I crossed the room as Lena slumped back into the chair, the fire finally draining from her. She looked up at me, suddenly young again, eyes wide and vulnerable.
“Did I do it?” she whispered. “Did they hear me?”
“Lena,” I said, resting a hand on her shoulder. “I think they heard you on Mars.”
Volkov stepped forward, his phone lighting up with alerts.
“The broadcast went out everywhere,” he said, grinning. “State TV. Radio. Internet. The Regent’s firewall didn’t stop it in time. Social media is exploding. People are already flooding the streets of Velyngrad.”
He looked at Lena with something close to reverence.
“You lit up the fire, Your Majesty. Now we must move—before the Regent tries to put the fire out.”
I held out my hand. She took it, and I helped her stand.
“I am tired,” she said, looking up at me with a crooked smile. “And starving.”
“If the Crown is hungry,” I said, “the Crown must eat.”
“There’s a McDonald’s in Velyngrad,” she said. “I want a Big Mac, fries, and a milkshake.”
“Your wish is our command, Your Grace,” I replied. “But I strongly advise against you being recognised on the street right now.”
She laughed softly, leaning her head on my chest, her hand still in mine, her other arm snaked around my waist.
I heard Volkov softly telling Juri: “And maybe the Queen has chosen a life partner...”
Outside, a kingdom was waking up.
City of Velyngrad, Volynia about an hour later after the broadcast.
General Karkarov pushed open the double doors leading into the palace’s innermost wing—the restricted heart of power where only the most trusted were permitted.
He was permitted.
Behind him flowed a platoon of soldiers in matte-black tactical uniforms, faces set, movements economical. Each man carried an AK-12 at the low ready, fingers indexed, muzzles disciplined. These were not ceremonial guards. These were professionals.
At Karkarov’s side walked the Commissioner of the Volynian National Police, flanked by six detectives hastily summoned from their beds. Their jackets were buttoned wrong, ties absent, eyes still adjusting to the reality unfolding outside—sirens, crowds, chants echoing through the capital like a rising tide.
An aide stepped into their path, pale and flustered.
“General—Sir—the Regent is in his private quarters. You don’t have an appointment.”
Karkarov did not slow.
“Take us to him,” he said coldly. “And do not interfere in official matters.”
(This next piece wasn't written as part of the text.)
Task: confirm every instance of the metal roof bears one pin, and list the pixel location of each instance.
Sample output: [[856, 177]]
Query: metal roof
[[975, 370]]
“General, this is unheard of—”
The aide never finished the sentence.
“Commissioner,” Karkarov snapped without looking back, “arrest this man on suspicion of conspiracy and obstruction. I will deal with the traitor myself.”
The aide’s mouth opened in protest as two detectives closed in and took his arms.
At that moment, the door to the private hall swung open.
Zoryanovich stepped through, robe half-tied, hair dishevelled, the confusion of interrupted sleep still clinging to him. His eyes darted from rifles to badges to Karkarov’s expression—and sharpened with anger.
“General,” he hissed. “What is the meaning of this?”
The Police Commissioner stepped forward.
“Zoryanovich,” he said evenly, “you are under arrest for fraud, corruption, abuse of office, and crimes against the people of Volynia.”
For a heartbeat, Zoryanovich simply stared.
Then his face flushed red.
“This is absurd,” he barked. “I am the ruler of this country. What evidence do you have for these accusations? Speak, man!”
“You will turn around and place your hands behind your back,” the Commissioner replied. “Now.”
“I will not! Guards! Guards!”
“You have no guards,” Karkarov cut in. “They are under my command. All of them.”
He took one step closer.
“I advise you to comply voluntarily. Otherwise, force will be used.”
“This is outrageous!” Zoryanovich screamed. “I am the Regent!”